We have seen over the last few weeks a market escalation in the number of incidents of free speech flare-ups on college campuses: people being called out for things they’ve said, demands for discipline, to be exact. The case at Skidmore involved a professor who attended or was standing at the margins of a protest in town in support of the police, and students then called for a boycott of his classes and demanded that the administration discipline him. The leadership of the college issued a pretty tepid response, affirming his free speech rights, but not in a forceful way. That’s really chilling. People have the right to attend protests in off-hours. He was going as a private citizen, and it’s nothing that he personally said, he didn’t demean or denigrate anyone, or harass anyone. So the idea that simply attending a march or a gathering or an assembly could be grounds for such repercussions is pretty chilling and alarming.

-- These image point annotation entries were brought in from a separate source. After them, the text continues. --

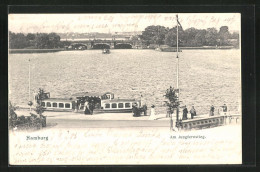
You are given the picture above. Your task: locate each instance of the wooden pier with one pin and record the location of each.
(207, 122)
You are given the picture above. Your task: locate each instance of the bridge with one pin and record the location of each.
(103, 43)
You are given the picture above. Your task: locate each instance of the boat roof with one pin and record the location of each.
(58, 99)
(119, 100)
(88, 94)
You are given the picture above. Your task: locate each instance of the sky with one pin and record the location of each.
(117, 22)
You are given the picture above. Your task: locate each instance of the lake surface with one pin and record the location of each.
(207, 77)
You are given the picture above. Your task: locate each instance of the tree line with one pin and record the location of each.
(35, 41)
(190, 37)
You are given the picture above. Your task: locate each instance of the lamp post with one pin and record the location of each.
(29, 98)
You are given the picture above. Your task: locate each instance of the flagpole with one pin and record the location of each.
(30, 82)
(177, 82)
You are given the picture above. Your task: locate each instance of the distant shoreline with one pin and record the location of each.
(18, 51)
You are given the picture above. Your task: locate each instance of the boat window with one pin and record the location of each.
(120, 105)
(114, 105)
(107, 105)
(48, 104)
(67, 105)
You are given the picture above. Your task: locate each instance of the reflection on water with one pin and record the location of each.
(206, 76)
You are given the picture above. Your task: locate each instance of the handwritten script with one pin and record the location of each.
(120, 146)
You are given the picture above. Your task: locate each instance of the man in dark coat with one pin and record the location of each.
(192, 112)
(134, 110)
(211, 112)
(185, 112)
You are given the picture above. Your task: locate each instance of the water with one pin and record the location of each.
(207, 77)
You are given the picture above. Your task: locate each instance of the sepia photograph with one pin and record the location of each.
(124, 89)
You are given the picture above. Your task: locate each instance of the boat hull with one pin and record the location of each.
(96, 111)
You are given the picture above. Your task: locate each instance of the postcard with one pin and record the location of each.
(124, 89)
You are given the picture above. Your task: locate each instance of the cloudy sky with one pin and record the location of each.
(121, 22)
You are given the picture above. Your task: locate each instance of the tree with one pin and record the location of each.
(200, 38)
(172, 99)
(211, 36)
(30, 36)
(223, 35)
(17, 41)
(40, 96)
(154, 34)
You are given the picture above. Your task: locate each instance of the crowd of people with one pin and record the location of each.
(193, 111)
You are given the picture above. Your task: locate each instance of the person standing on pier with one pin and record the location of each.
(192, 112)
(134, 110)
(145, 109)
(224, 109)
(152, 116)
(211, 112)
(185, 113)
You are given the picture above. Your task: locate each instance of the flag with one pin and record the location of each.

We see other instances of people who, for example, got involved in a two-day strike for social justice last week. Some of the professors who took part in that are now being attacked for violating work rules. It’s just a very fraught, fractious moment. I think it goes back to all the advice that we have amassed over the years as PEN America, the course of our work on Campus Free Speech, our first report And Campus for All. The follow-up that we did just last year details how universities can respond to these censorious calls, and how to adjudicate the issues in ways that are protective of legitimate concerns, particularly when it comes to students from historically marginalized groups who are especially impacted by hateful speech and other expression that can make them feel less included and less comfortable on campus. And all the while we are protecting robust safeguards for free speech and academic freedom. I think, in the virtual world, it’s really essential that campuses concentrate on that.

There are all sorts of issues that arise in the Zoom classroom in terms of who feels empowered to take the floor. A lot of the verbal and visual cues that you normally have—knowing that you have some support in the room and feeling affirmed in speaking out on a topic—are just not there on Zoom. I think it takes a lot more to jump into the conversation. That poses a potential risk for free expression as people sit back, and the conversation perhaps is dominated by those who have greater confidence, comfort level, and are in a setting where they recognize the professor and the classmates as people that are very similar to those they grew up with. I think we really have to bend over backwards to ensure that the shift to a virtual campus doesn’t impair free speech.